Popular TV news panelist Rahul Easwar, who has been in constant touch with Akhila's family in the past few months, tells TNM that while her parents now accept that their daughter can practice a religion of her choice, they do not want her to leave them.

"Akhila has been influenced so much that now she is trying to convert her mother too. The mother told me that Akhila was questioning them on why the family didn't have any progress despite her mother faithfully praying to the Hindu Gods. She told her mother than she must also embrace Islam so that her mother can go to heaven and not to hell, like non-Muslims," Rahul said. 

Many read the case as a clear violation of rights, and arguments have been made in the public domain that this is about Akhila’s personal rights, and that the courts have no right to nullify the marriage of two consenting adults. On the other hand, people like Easwar don't see a marriage, only an engineered and institutional attack on Hindus.

From the left: Rahul Easwar, Akhila, Ashokan

"Agree that there is a court case going on. But look at the kind of lawyers Akhila, who claimed to have been earning Rs 2000 a month, hired for herself. Look at the kind of lawyers who are representing Shafin at the SC. How can they afford it? Where is the money coming from?" 

Advocate C Rajendran, who represented Akhila’s parents at the Kerala HC, says that the marriage was purely an interference with the administration of justice.

“The court had posted the case for December 21 and then Akhila appears with a stranger and claims she is married to him. This proves that Sathya Sarani and Sainaba didn't want to leave her custody and orchestrated a marriage. It means that there is an organization behind the whole thing," he says.

The public discourse in Kerala too is seemingly accommodating of the argument that the case is not just about the marriage.

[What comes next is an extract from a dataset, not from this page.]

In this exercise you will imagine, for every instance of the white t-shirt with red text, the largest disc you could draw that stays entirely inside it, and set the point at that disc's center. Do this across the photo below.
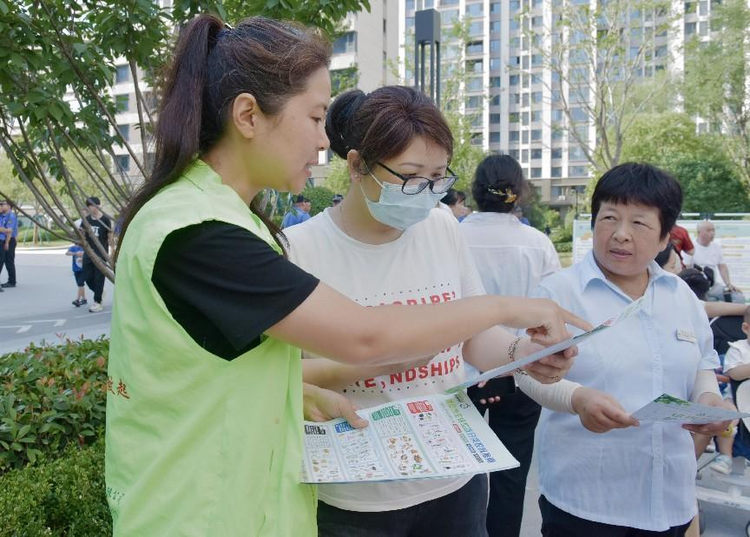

“I understand that Akhila was produced before the court after her family filed a habeas corpus and the court had let her choose her life. In such a context, the court is her guardian. So she is supposed to inform the court if she is getting married, but she failed to do so. That is why the court dissolved such a marriage. I do believe that every woman has the right to choose their religion and the partner of her choice. But there are some technicalities here, which needs to be looked at. There's no point in protesting against the court verdict without understanding that,” says Malayalam writer MN Karassery.

What further seems to have convinced Akhila’s parents and her supporters is that this is not the first such case.

"There are so many similar cases, like the case of Thiruvananthapuram-native Nimisha. The court had dismissed the habeas corpus filed by her mother and later she went to Afganistan to join ISIS. In Akhila's case, this was the second time her father approached the court. The case is not about her individual rights or freedom of choice. Like the court observed, she did not fall in love with a man from different religion and leave her family. She converted and then while the case was going on, got married to a total stranger, Rajendran says.“This is about radicalisation. She, like Nimisha, has been brainwashed with the stories of horrors of hell and lured into converting with the promise of heaven."

“I agree that there have been instances from Kasargod and Thiruvananthapuram where women converted to Islam and are said to have gone to ISIS. But do we have conclusive evidence to prove it? I am not contradicting the court's observation that there is an organisational movement, but we shouldn't look at every case with that prejudice. Is there any proof for this organisational movement? I feel it is exaggerated,” says Karassery.